Undertaker losing at 'Mania was like watching the sky change from blue to bright green; it was a mind-blowing violation of the laws of the universe. If I had to compare it to something in my own life, I'd compare it to the day, decades ago, when my Father left my Mother and me. As a child, I'd taken for granted that my parents would always be together, that water would always be wet, that fire would always be hot— these were immutable elements of reality, not things it occurred to me to even hold an opinion about. In that same way, as a lifelong pro wrestling fan, I took it for granted that Undertaker would win at 'Mania, as he always did: it was a ritual reaffirmation. Imagine taking your kids to an Easter passion play, and in the final act, the stone remaining in place in front of the cave. That's how messed-up it felt to see 'Taker take a three-count at 'Mania.

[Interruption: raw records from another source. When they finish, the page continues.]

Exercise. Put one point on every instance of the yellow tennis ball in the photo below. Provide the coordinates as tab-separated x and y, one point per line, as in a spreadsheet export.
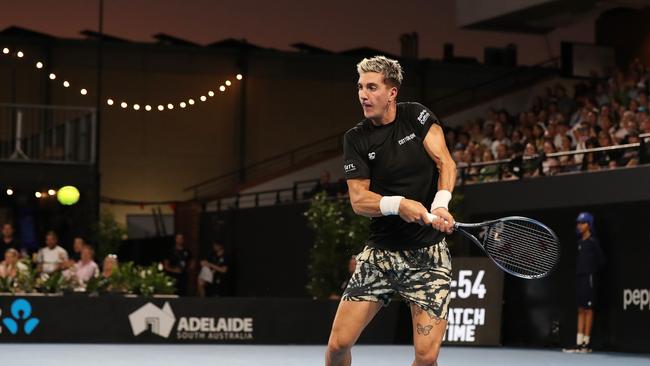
68	195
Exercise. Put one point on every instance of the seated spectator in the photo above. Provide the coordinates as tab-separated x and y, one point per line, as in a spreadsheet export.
590	162
211	280
607	158
550	166
630	157
530	163
109	265
75	256
52	257
10	266
86	268
8	239
567	162
488	173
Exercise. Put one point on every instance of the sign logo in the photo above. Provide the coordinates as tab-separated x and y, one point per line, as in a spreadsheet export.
149	316
423	116
21	311
349	167
406	139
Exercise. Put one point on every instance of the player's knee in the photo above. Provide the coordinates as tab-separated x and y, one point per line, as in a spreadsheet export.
339	345
427	357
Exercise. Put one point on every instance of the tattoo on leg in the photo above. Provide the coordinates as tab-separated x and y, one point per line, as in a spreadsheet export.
424	329
416	310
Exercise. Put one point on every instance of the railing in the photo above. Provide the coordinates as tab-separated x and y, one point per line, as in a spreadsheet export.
52	134
516	78
518	168
306	154
298	192
331	145
521	167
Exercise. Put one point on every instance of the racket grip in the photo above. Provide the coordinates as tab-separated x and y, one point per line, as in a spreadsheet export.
433	217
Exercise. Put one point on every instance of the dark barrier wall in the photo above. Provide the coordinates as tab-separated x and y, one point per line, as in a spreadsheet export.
541	312
474	317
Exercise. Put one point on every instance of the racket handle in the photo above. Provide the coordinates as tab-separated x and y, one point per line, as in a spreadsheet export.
433	217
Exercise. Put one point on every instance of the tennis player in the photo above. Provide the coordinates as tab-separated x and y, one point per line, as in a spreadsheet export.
398	169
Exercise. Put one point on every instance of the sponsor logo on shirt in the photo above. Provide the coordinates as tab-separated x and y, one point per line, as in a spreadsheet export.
423	116
406	139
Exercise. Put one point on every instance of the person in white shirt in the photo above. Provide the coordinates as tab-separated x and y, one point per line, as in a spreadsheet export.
51	258
85	268
10	267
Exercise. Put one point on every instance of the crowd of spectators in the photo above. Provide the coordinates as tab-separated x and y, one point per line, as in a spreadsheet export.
598	113
79	266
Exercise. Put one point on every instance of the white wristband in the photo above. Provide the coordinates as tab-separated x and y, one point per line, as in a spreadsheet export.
441	199
389	205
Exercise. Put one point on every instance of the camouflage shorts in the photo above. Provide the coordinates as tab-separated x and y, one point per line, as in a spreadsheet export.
420	276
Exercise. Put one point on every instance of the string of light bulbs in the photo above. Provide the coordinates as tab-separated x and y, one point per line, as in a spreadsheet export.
125	104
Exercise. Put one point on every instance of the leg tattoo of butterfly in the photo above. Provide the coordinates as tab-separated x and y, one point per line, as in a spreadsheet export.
424	329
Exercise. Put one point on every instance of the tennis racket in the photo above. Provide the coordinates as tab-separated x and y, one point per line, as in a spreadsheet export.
520	246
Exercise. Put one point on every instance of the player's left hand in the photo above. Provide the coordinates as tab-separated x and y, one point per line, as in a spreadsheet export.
444	221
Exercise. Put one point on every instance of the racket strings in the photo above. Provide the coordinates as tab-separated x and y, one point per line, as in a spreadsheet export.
522	247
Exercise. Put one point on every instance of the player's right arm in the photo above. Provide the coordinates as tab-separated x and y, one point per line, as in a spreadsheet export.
366	203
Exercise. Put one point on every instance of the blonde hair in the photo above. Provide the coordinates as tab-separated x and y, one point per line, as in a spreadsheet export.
391	69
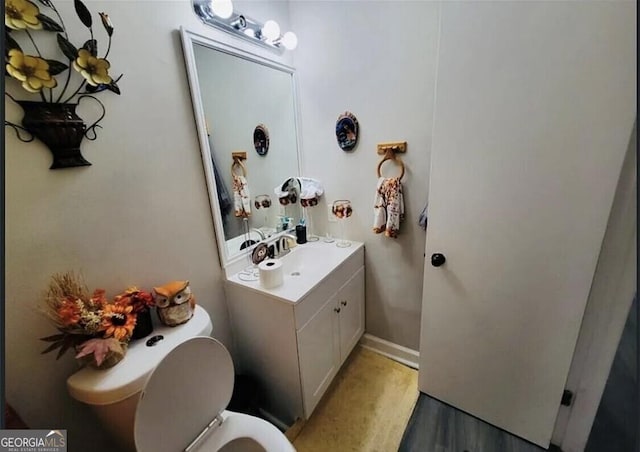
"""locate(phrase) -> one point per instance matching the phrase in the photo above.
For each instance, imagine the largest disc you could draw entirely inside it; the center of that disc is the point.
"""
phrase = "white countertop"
(314, 261)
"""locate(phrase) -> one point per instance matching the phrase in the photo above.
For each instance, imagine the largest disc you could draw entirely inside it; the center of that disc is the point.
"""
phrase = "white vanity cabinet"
(294, 349)
(326, 340)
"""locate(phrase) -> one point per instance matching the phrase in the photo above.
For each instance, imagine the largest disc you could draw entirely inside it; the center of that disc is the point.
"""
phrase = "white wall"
(377, 60)
(140, 215)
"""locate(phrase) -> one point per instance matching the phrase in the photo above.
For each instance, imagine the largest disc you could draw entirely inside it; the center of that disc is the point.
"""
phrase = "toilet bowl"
(115, 394)
(182, 406)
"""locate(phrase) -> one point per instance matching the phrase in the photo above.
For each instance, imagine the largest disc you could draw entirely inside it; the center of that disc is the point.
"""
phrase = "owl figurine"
(174, 302)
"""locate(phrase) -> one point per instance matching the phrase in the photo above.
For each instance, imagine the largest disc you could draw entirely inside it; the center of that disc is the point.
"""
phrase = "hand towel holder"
(238, 157)
(389, 150)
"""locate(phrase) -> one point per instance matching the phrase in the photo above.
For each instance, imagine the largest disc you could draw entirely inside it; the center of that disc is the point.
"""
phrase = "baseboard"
(403, 355)
(274, 420)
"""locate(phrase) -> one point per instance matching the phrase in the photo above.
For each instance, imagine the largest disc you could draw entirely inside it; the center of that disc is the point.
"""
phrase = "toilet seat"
(238, 425)
(185, 393)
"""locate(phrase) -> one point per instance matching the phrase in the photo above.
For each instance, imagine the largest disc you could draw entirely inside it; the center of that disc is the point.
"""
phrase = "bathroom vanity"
(294, 338)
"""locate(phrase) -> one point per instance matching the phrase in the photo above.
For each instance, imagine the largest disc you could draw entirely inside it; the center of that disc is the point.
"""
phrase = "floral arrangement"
(98, 329)
(36, 73)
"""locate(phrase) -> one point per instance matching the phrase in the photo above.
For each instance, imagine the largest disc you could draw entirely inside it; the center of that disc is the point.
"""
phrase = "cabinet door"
(319, 353)
(351, 304)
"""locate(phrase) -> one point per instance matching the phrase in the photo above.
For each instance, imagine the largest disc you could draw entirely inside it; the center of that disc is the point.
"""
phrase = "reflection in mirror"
(232, 91)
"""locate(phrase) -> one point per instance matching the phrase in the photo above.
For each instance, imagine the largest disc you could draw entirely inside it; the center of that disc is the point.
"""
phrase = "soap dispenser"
(301, 232)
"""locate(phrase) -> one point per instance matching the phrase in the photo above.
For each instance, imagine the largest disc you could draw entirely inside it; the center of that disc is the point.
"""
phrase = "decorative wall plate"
(261, 139)
(347, 131)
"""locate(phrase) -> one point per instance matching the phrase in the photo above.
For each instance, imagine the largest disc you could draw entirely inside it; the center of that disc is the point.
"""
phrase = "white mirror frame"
(231, 264)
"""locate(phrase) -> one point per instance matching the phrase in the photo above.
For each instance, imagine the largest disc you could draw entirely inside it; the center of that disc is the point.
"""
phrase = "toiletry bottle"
(301, 234)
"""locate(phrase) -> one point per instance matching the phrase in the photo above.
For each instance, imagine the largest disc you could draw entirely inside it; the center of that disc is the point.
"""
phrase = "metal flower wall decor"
(55, 86)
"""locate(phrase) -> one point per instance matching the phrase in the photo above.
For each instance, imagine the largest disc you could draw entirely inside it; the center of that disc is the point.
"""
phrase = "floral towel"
(241, 196)
(388, 208)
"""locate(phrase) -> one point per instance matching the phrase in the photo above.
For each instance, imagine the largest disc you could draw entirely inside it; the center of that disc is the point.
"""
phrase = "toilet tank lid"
(190, 387)
(103, 387)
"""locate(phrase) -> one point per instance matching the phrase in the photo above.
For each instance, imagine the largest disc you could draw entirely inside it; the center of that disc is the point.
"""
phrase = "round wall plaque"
(261, 139)
(347, 131)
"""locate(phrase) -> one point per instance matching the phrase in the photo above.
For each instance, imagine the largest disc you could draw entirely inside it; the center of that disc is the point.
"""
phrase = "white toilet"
(171, 396)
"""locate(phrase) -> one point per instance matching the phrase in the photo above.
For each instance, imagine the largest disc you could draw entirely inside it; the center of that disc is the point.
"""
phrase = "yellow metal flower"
(118, 321)
(21, 14)
(95, 70)
(32, 71)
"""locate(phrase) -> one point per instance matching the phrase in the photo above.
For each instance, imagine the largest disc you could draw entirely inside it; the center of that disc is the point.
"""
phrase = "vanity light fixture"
(221, 14)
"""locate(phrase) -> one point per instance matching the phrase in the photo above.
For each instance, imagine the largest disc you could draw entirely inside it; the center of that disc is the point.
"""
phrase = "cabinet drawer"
(306, 308)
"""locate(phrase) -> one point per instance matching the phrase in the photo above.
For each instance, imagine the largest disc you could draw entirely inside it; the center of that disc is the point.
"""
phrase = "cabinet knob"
(438, 259)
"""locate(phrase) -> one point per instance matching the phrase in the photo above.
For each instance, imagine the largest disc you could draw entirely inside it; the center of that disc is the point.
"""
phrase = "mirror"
(233, 92)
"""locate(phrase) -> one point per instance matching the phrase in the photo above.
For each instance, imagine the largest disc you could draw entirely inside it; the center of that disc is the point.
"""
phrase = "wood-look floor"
(437, 427)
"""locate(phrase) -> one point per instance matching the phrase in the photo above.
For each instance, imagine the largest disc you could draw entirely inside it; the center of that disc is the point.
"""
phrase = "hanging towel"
(423, 219)
(223, 193)
(388, 208)
(310, 191)
(241, 196)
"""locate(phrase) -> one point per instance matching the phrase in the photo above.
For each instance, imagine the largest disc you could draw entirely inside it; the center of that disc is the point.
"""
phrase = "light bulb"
(271, 30)
(222, 8)
(290, 40)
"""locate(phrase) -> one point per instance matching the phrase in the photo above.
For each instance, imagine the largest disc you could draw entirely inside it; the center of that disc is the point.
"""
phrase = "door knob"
(438, 259)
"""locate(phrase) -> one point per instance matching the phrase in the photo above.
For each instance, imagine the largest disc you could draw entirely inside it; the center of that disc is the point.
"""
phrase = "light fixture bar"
(238, 25)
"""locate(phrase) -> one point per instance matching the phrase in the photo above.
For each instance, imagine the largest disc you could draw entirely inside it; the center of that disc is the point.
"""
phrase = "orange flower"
(118, 321)
(99, 298)
(68, 313)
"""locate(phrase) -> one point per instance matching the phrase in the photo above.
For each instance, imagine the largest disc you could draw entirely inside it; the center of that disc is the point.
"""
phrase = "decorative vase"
(59, 127)
(144, 325)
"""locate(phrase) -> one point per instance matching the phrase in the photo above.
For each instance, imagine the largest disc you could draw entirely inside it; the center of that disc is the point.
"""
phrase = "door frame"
(613, 288)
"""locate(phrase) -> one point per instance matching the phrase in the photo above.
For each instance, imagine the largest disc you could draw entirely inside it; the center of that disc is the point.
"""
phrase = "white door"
(534, 108)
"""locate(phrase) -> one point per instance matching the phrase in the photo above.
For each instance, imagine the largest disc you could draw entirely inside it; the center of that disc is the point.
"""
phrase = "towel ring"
(238, 163)
(391, 157)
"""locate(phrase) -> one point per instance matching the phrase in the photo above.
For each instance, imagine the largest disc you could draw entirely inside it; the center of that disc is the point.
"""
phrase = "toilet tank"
(113, 393)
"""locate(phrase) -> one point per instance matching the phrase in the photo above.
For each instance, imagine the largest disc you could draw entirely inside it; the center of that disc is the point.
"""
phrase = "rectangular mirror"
(243, 103)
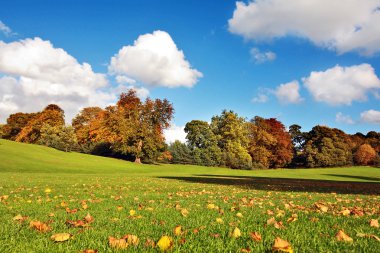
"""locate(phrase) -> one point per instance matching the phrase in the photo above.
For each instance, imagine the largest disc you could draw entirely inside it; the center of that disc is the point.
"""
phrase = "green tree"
(203, 143)
(326, 147)
(180, 152)
(232, 133)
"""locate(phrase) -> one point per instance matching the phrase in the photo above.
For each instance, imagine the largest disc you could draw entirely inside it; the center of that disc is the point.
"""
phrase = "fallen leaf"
(374, 223)
(178, 230)
(117, 243)
(89, 218)
(282, 245)
(255, 236)
(39, 226)
(341, 236)
(20, 218)
(61, 237)
(165, 243)
(184, 212)
(219, 220)
(236, 233)
(131, 239)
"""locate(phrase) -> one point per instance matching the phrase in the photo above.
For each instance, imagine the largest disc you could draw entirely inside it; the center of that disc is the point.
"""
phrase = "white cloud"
(334, 24)
(155, 60)
(370, 116)
(344, 119)
(342, 85)
(5, 29)
(261, 57)
(34, 74)
(288, 93)
(124, 80)
(174, 133)
(260, 98)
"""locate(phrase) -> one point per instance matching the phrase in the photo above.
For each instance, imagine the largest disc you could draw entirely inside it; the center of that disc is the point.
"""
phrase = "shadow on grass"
(285, 184)
(355, 177)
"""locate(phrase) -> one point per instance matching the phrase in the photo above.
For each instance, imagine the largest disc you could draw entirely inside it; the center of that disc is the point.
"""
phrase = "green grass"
(158, 193)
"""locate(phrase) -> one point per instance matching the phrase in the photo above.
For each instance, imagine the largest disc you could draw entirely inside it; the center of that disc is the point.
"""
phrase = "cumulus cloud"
(261, 57)
(338, 25)
(344, 119)
(260, 98)
(342, 85)
(35, 73)
(155, 60)
(5, 29)
(175, 133)
(288, 93)
(370, 116)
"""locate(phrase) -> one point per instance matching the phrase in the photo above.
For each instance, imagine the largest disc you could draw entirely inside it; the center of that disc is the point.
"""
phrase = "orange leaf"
(255, 236)
(61, 237)
(117, 243)
(282, 245)
(374, 223)
(341, 236)
(39, 226)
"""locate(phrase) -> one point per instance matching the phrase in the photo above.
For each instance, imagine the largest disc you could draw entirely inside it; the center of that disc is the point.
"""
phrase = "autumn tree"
(52, 115)
(181, 153)
(203, 143)
(231, 132)
(326, 147)
(133, 127)
(15, 123)
(58, 137)
(365, 155)
(81, 124)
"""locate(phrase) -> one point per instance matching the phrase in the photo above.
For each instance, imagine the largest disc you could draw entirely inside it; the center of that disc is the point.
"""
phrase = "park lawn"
(309, 206)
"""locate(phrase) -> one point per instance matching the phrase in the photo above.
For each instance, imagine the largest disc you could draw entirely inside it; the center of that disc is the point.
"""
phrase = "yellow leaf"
(178, 230)
(236, 233)
(184, 212)
(61, 237)
(374, 223)
(240, 215)
(117, 243)
(219, 220)
(341, 236)
(131, 239)
(165, 243)
(282, 245)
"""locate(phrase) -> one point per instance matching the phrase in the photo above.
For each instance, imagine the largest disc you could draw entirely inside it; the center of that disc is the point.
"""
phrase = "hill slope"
(28, 158)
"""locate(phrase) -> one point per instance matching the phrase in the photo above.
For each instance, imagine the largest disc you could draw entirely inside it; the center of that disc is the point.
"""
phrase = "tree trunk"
(139, 147)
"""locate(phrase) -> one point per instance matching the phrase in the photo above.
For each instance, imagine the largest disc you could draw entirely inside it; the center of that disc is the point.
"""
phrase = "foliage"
(203, 143)
(365, 155)
(327, 147)
(181, 153)
(231, 132)
(58, 137)
(52, 115)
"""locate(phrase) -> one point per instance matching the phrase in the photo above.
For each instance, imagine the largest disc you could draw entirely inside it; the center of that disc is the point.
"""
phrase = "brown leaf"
(61, 237)
(255, 236)
(341, 236)
(282, 245)
(374, 223)
(117, 243)
(39, 226)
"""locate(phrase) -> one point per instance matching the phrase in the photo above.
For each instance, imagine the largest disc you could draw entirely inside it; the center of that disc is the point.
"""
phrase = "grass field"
(309, 206)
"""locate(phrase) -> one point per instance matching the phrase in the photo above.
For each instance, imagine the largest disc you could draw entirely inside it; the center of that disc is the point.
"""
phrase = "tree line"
(132, 129)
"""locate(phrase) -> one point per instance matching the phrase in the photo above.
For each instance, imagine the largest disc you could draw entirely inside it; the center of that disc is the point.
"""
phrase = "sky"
(309, 63)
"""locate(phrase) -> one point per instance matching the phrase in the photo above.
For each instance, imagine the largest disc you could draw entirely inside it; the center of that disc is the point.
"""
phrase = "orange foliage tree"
(365, 155)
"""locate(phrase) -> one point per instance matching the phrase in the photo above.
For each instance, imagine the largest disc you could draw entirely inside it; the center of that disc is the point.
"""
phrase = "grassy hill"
(59, 189)
(28, 158)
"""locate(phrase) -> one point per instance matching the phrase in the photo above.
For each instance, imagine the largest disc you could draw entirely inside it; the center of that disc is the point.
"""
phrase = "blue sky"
(219, 41)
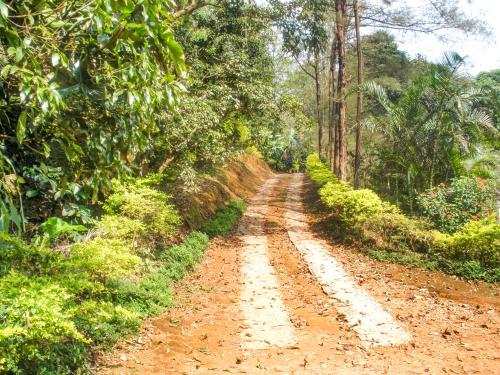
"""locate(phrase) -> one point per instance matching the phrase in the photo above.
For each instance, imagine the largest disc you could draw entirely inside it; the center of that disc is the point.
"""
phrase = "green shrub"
(56, 227)
(16, 255)
(478, 240)
(105, 323)
(464, 199)
(352, 205)
(37, 332)
(121, 227)
(318, 172)
(152, 293)
(105, 259)
(396, 232)
(138, 201)
(473, 252)
(224, 219)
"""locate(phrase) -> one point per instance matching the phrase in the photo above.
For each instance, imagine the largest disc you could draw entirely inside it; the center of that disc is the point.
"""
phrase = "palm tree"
(433, 126)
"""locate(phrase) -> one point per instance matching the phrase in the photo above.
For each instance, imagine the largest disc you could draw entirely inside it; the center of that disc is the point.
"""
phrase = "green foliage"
(479, 240)
(318, 172)
(224, 219)
(395, 232)
(138, 201)
(56, 227)
(105, 322)
(105, 259)
(152, 293)
(121, 227)
(473, 252)
(87, 108)
(464, 199)
(434, 125)
(37, 332)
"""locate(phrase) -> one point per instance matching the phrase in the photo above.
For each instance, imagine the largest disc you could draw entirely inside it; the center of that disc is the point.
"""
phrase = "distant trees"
(91, 91)
(343, 21)
(434, 125)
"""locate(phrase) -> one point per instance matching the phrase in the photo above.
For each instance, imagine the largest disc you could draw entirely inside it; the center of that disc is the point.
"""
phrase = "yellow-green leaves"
(21, 127)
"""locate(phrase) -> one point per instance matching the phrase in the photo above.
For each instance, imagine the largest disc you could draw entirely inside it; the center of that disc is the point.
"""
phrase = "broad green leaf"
(55, 59)
(21, 127)
(4, 11)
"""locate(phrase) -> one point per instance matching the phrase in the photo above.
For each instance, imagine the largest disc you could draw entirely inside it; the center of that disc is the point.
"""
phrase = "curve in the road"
(373, 324)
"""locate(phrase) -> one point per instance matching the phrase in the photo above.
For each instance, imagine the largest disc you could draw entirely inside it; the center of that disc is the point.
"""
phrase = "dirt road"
(277, 297)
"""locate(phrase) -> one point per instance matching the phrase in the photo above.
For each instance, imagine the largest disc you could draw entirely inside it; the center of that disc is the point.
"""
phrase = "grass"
(57, 311)
(224, 219)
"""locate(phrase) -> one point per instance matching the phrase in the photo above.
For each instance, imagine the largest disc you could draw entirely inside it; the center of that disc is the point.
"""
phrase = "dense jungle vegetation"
(108, 109)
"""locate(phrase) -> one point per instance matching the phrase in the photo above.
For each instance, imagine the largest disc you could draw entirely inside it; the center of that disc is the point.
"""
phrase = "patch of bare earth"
(454, 331)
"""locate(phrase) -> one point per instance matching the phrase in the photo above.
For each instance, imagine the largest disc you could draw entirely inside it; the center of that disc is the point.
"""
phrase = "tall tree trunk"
(332, 106)
(340, 11)
(319, 112)
(359, 99)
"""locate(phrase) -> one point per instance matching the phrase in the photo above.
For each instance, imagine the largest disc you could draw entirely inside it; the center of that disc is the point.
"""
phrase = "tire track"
(267, 323)
(373, 324)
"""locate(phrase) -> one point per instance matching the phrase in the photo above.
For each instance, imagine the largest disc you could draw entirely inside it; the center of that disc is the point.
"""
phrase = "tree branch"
(190, 8)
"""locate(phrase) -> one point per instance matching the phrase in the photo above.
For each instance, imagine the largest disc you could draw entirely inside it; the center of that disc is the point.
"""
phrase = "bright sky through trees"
(482, 53)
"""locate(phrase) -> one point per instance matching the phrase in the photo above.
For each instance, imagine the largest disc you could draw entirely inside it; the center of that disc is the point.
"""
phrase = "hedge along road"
(257, 304)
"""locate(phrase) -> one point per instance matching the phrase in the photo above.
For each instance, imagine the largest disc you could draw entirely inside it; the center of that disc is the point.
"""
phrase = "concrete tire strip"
(372, 323)
(267, 323)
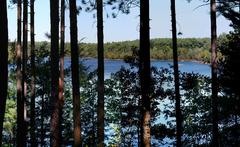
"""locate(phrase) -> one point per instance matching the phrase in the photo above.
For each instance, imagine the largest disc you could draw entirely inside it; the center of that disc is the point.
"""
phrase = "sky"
(190, 21)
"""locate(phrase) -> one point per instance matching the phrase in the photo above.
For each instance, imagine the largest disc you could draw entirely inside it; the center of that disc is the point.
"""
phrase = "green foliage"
(161, 49)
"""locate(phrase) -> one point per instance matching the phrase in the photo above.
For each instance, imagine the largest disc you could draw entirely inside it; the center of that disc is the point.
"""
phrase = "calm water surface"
(112, 66)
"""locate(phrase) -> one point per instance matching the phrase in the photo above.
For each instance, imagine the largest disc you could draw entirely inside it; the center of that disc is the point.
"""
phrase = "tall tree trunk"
(100, 86)
(32, 119)
(24, 70)
(214, 73)
(20, 102)
(42, 119)
(61, 79)
(75, 73)
(55, 103)
(3, 61)
(176, 75)
(145, 74)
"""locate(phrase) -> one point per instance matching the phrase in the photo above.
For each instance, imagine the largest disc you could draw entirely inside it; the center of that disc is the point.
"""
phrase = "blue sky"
(192, 23)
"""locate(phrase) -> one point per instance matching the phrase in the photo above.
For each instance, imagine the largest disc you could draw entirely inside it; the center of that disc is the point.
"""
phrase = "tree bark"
(24, 70)
(100, 86)
(4, 62)
(32, 132)
(61, 79)
(55, 104)
(145, 74)
(176, 75)
(20, 106)
(75, 73)
(215, 142)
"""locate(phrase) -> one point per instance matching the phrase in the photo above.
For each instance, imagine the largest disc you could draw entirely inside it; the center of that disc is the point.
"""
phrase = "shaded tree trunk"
(20, 103)
(61, 79)
(214, 73)
(145, 72)
(55, 104)
(3, 61)
(32, 132)
(42, 119)
(24, 70)
(176, 75)
(100, 86)
(75, 73)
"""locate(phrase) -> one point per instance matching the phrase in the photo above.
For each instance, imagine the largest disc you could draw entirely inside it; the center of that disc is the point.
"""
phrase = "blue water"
(112, 66)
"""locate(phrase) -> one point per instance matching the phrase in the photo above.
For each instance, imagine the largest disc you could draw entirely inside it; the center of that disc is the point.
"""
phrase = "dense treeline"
(188, 49)
(52, 105)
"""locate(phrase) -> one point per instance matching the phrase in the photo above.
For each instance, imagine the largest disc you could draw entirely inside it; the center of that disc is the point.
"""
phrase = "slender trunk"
(145, 72)
(100, 111)
(42, 120)
(214, 73)
(4, 62)
(24, 69)
(20, 106)
(75, 73)
(33, 136)
(61, 79)
(176, 75)
(55, 104)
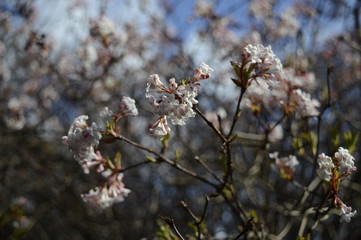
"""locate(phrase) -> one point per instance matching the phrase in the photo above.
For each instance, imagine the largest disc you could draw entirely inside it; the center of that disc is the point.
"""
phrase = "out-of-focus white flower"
(127, 107)
(205, 69)
(260, 8)
(112, 192)
(276, 133)
(81, 140)
(289, 24)
(264, 56)
(160, 128)
(103, 26)
(286, 165)
(203, 8)
(346, 159)
(89, 55)
(346, 213)
(326, 167)
(305, 105)
(290, 161)
(106, 112)
(202, 72)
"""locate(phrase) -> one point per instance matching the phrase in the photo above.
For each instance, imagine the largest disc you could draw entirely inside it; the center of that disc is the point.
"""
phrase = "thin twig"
(236, 114)
(168, 161)
(216, 130)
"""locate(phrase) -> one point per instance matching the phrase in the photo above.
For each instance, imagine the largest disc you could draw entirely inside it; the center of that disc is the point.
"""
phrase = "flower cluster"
(112, 191)
(175, 101)
(333, 170)
(346, 213)
(289, 92)
(342, 164)
(264, 56)
(258, 62)
(326, 167)
(286, 165)
(305, 105)
(81, 140)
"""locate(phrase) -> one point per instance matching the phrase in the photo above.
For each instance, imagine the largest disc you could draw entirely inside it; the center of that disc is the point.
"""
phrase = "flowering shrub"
(262, 143)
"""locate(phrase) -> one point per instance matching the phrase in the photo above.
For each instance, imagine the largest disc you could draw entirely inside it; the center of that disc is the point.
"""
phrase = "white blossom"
(326, 166)
(346, 213)
(81, 140)
(290, 161)
(113, 192)
(127, 107)
(346, 159)
(305, 105)
(263, 56)
(203, 8)
(160, 128)
(177, 104)
(205, 69)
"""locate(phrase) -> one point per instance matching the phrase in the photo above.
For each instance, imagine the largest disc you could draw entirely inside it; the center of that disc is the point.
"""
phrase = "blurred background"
(62, 59)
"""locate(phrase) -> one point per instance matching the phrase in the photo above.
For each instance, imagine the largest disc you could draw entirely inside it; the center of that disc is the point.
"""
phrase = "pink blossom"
(81, 140)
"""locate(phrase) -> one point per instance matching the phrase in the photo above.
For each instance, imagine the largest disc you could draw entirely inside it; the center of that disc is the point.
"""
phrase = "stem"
(210, 124)
(236, 114)
(170, 162)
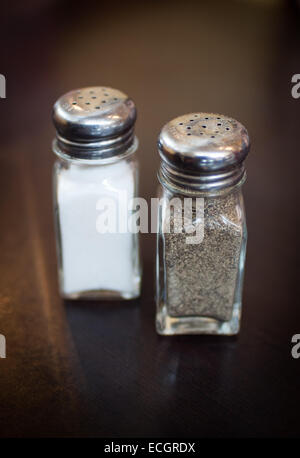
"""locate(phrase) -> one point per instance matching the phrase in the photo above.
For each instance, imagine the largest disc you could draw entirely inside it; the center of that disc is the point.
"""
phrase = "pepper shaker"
(96, 165)
(199, 282)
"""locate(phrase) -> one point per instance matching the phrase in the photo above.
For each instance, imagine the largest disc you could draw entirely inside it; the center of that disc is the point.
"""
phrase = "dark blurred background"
(99, 369)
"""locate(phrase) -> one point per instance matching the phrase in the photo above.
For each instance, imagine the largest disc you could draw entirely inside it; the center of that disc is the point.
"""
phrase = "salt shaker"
(200, 276)
(95, 171)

These other so-called wrestlers: who are they? Who are these idiotic, unimportant imposters? Their callow unlined faces, their corny gimmicks— who are these flibbertigibbets to play at pro wrestling? The Undertaker wasn't a pro wrestler; he was
pro wrestling. He was everything important about it, an icon spanning eras, outliving trends. Other wrestlers rose and fell, but the Undertaker and his WrestleMania winning streak were forever... or so we all thought.
The Undertaker was what I'd looked forward to most at WrestleMania XXX; he rarely appears outside ‘Mania, and I'd been waiting more or less my whole life to see him in action. Having borne unwilling witness to his defeat, I'm still a pro wrestling fan, but I'm a profoundly sad one. I know it's stupid to be this upset about someone losing a pro wrestling match, but most of the things you care about are stupid too. We're stupid people living stupid lives, and in a constant, disorienting churn of change we try and anchor ourselves to something that seems less ephemeral, something we feel at some level we can rely on. The Undertaker losing at 'Mania isn't just the outcome of a staged sports-entertainment event: it's a savage and agonizing lesson in despair.
Twenty-four hours later, I'm emphatically not over it. I may never be.